Later: "White House officials, already sensitive that Mr. Bush is suffering the lowest approval ratings of his presidency and under pressure to manage a catastrophe of what they called biblical proportions, reacted with frustration."
Bumiller again makes use of her left-wing blog favorites: "The White House battled a chorus of criticism throughout the day as bloggers made much of the secretary of state, Condoleezza Rice, vacationing in New York during the disaster, where she was spotted at a Broadway show and was to attend the U.S. Open."

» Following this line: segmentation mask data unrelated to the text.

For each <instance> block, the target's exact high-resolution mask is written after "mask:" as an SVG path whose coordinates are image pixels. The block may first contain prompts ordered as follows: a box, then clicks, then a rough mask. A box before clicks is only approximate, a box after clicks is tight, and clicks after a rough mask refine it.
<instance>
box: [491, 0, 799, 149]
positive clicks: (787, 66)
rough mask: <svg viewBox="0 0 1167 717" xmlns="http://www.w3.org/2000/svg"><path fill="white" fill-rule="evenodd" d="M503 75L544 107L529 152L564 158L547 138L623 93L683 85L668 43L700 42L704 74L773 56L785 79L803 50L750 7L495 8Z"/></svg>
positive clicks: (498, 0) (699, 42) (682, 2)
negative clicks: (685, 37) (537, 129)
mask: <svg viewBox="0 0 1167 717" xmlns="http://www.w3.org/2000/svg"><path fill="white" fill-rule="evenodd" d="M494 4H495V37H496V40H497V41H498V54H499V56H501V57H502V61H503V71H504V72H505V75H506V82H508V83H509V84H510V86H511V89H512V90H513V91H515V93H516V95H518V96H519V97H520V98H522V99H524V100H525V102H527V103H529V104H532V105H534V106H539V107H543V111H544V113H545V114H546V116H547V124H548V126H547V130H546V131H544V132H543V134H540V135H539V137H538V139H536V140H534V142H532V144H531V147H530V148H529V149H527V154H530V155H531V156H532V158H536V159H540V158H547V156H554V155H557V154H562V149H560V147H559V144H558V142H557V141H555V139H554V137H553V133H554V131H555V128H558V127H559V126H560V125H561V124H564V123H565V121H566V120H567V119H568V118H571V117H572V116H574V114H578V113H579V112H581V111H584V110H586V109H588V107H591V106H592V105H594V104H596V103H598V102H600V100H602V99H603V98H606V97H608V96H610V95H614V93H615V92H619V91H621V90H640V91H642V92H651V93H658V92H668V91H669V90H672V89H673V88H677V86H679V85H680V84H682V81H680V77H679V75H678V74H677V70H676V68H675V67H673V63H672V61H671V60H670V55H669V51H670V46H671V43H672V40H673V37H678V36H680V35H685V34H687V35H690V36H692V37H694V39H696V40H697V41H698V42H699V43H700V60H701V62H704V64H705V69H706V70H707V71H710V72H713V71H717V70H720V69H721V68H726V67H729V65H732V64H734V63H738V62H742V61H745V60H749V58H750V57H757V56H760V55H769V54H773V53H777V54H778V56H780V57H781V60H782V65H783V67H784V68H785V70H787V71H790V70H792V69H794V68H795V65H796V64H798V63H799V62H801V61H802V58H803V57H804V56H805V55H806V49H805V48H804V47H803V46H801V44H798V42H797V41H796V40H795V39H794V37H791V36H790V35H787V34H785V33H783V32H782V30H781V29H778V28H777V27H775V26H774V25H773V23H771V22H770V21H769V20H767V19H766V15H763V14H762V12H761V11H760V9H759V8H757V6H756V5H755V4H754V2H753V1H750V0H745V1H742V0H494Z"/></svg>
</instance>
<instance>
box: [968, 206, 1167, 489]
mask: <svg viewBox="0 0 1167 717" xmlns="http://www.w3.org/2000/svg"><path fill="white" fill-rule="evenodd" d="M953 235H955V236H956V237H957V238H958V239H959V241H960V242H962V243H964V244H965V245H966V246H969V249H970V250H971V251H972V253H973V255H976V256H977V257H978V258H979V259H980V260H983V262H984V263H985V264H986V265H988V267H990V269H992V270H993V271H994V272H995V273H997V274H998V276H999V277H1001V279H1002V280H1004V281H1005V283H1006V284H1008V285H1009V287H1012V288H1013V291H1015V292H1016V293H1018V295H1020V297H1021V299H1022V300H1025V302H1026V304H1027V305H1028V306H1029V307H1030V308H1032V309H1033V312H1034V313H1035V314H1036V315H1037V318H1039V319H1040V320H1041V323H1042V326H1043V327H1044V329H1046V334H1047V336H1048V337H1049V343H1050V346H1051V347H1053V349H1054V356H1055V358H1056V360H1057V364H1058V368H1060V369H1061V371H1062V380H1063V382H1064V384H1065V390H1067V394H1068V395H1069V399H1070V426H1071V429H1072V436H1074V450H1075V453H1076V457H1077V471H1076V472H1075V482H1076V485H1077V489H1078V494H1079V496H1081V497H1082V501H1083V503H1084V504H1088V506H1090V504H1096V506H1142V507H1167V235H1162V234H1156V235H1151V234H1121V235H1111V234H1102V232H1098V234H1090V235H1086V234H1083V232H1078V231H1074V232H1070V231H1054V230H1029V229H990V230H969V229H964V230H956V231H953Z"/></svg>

She concludes with comments from former NYC Mayor Ed Koch giving Democrats the all-clear to go after Bush: "Mr. Koch, who supported Mr. Bush on the war in Iraq, said that 'it's fair game for the Democrats to attack the president at this time. They want to win the House next year.'"
For the rest of Bumiller, click here. 
Gay Jokes Come When Conservatives Are "Rolling Back Gay Rights"
Liberal reporter Alessandra Stanley  checks out Logo, a new gay cable channel, for Thursday Arts section, and says TV's acceptance of gay jokes "happens to coincide with a growing conservative movement to roll back gay rights, most noticeably by halting the legalization of gay marriage. That mission is led by evangelical Christians who view homosexuality as a sin and say they feel oppressed by a society that keeps expanding the terms of tolerance. And theirs is a serious movement; there are all kinds of differences and intolerances around the country, but most are not bolstered by Senate legislation and passages from the Bible."